Re: [PATCH] arm64/mm: Intercept pfn changes in set_pte_at()

From: Anshuman Khandual
Date: Tue Nov 22 2022 - 23:27:49 EST




On 11/22/22 16:41, Mark Rutland wrote:
> On Tue, Nov 22, 2022 at 09:57:49AM +0000, Will Deacon wrote:
>> On Tue, Nov 22, 2022 at 01:43:17PM +0530, Anshuman Khandual wrote:
>>>
>>>
>>> On 11/18/22 19:43, Will Deacon wrote:
>>>> On Wed, Nov 16, 2022 at 08:40:01AM +0530, Anshuman Khandual wrote:
>>>>> Changing pfn on a user page table mapped entry, without first going through
>>>>> break-before-make (BBM) procedure is unsafe. This just updates set_pte_at()
>>>>> to intercept such changes, via an updated pgattr_change_is_safe(). This new
>>>>> check happens via __check_racy_pte_update(), which has now been renamed as
>>>>> __check_safe_pte_update().
>>>>>
>>>>> Cc: Catalin Marinas <catalin.marinas@xxxxxxx>
>>>>> Cc: Will Deacon <will@xxxxxxxxxx>
>>>>> Cc: Mark Rutland <mark.rutland@xxxxxxx>
>>>>> Cc: Andrew Morton <akpm@xxxxxxxxxxxxxxxxxxxx>
>>>>> Cc: linux-arm-kernel@xxxxxxxxxxxxxxxxxxx
>>>>> Cc: linux-kernel@xxxxxxxxxxxxxxx
>>>>> Signed-off-by: Anshuman Khandual <anshuman.khandual@xxxxxxx>
>>>>> ---
>>>>> This applies on v6.1-rc4
>>>>>
>>>>> arch/arm64/include/asm/pgtable.h | 8 ++++++--
>>>>> arch/arm64/mm/mmu.c | 8 +++++++-
>>>>> 2 files changed, 13 insertions(+), 3 deletions(-)
>>>>
>>>> I remember Mark saying that BBM is sometimes violated by the core code in
>>>> cases where the pte isn't actually part of a live pgtable (e.g. if it's on
>>>> the stack or part of a newly allocated table). Won't that cause false
>>>> positives here?
>>>
>>> Could you please elaborate ? If the pte is not on a live page table, then
>>> pte_valid() will return negative on such entries. So any update there will
>>> be safe. I am wondering, how this change will cause false positives which
>>> would not have been possible earlier.
>>
>> I don't think pte_valid() will always return false for these entries.
>> Consider, for example, ptes which are valid but which live in a table that
>> is not reachable by the MMU. I think this is what Mark had in mind, but it
>> would be helpful if he could chime in with the specific example he ran into.
>
> Yup -- that was the case I had in mind.

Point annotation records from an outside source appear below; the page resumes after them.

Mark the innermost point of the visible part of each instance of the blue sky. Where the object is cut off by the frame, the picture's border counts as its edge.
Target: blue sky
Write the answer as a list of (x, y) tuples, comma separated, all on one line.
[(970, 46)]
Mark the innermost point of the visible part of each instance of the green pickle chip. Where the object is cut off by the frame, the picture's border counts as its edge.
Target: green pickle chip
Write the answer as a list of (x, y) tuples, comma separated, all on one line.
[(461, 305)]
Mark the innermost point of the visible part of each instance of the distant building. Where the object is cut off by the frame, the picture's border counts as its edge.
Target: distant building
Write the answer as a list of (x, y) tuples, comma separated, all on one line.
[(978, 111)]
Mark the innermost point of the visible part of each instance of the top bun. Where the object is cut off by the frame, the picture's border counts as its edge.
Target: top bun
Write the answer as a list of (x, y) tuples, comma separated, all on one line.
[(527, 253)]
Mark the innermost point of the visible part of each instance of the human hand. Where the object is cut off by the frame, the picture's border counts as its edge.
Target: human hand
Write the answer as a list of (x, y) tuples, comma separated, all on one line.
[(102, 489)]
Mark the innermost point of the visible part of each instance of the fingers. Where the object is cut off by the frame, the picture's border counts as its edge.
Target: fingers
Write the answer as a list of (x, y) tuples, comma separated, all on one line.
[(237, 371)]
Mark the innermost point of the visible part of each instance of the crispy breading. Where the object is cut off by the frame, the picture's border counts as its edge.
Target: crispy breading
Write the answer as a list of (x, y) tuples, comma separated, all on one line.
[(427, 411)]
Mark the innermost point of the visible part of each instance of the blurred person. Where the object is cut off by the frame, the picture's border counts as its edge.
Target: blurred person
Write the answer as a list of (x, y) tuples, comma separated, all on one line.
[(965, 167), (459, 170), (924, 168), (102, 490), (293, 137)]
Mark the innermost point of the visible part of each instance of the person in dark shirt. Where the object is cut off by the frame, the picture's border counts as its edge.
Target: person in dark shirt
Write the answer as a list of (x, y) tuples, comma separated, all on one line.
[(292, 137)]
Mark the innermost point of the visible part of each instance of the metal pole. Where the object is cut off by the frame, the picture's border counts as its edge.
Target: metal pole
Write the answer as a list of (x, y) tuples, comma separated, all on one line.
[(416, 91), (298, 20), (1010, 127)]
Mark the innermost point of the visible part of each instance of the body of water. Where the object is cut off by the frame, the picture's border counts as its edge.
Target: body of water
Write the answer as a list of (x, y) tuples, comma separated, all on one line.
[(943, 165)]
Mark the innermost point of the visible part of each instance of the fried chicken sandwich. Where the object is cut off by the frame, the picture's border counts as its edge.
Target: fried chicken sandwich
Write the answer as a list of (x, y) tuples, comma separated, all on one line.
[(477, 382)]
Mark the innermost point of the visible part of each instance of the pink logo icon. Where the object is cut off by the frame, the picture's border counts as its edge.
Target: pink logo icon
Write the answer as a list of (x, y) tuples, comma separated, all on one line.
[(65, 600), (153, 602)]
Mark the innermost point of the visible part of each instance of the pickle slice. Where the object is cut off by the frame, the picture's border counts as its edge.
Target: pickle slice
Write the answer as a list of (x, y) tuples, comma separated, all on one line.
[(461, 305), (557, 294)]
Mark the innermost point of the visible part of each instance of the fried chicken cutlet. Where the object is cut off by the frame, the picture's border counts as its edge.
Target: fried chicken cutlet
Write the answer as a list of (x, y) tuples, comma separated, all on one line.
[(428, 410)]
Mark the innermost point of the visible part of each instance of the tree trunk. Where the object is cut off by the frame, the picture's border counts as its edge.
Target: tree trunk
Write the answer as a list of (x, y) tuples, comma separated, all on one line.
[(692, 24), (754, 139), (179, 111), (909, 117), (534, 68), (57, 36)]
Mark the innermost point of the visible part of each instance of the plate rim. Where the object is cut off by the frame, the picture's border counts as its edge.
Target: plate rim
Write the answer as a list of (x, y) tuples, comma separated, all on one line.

IIRC I hit that in the past when trying
> to do something similar, but I can't recall exactly where that was. I suspect
> that was probably to do with page migration or huge page splitting/merging.
>
> Looking around, at least __split_huge_zero_page_pmd() and
> __split_huge_pmd_locked() do something like that, creating a temporary pmd
> entry on the stack, populating a table of non-live but valid ptes, then
> plumbing it into the real pmd.

In both cases i.e __split_huge_zero_page_pmd() and __split_huge_pmd_locked(), the
entry is first asserted to be empty via pte_none(), before writing a new value in
there. set_pte_at() would still consider such updates safe because pfn_valid(old)
will return negative on such entries.

VM_BUG_ON(!pte_none(*pte));
set_pte_at(mm, haddr, pte, entry);

But if these entries still get updated yet again (while still being inactive) with
new pte values, then set_pte_at() would complain for the pfn update on the entry,
while being "valid". But is this a viable scenario ?

>
> We'd need to check that there aren't other cases like that.
>
Sure, might be some what tricky but anything in particular to be looked into ? I
guess if this change gets into a CI system which runs all memory stress tests for
long enough with CONFIG_DEBUG_VM enabled, we might get some more clue if there
are other similar scenarios possible.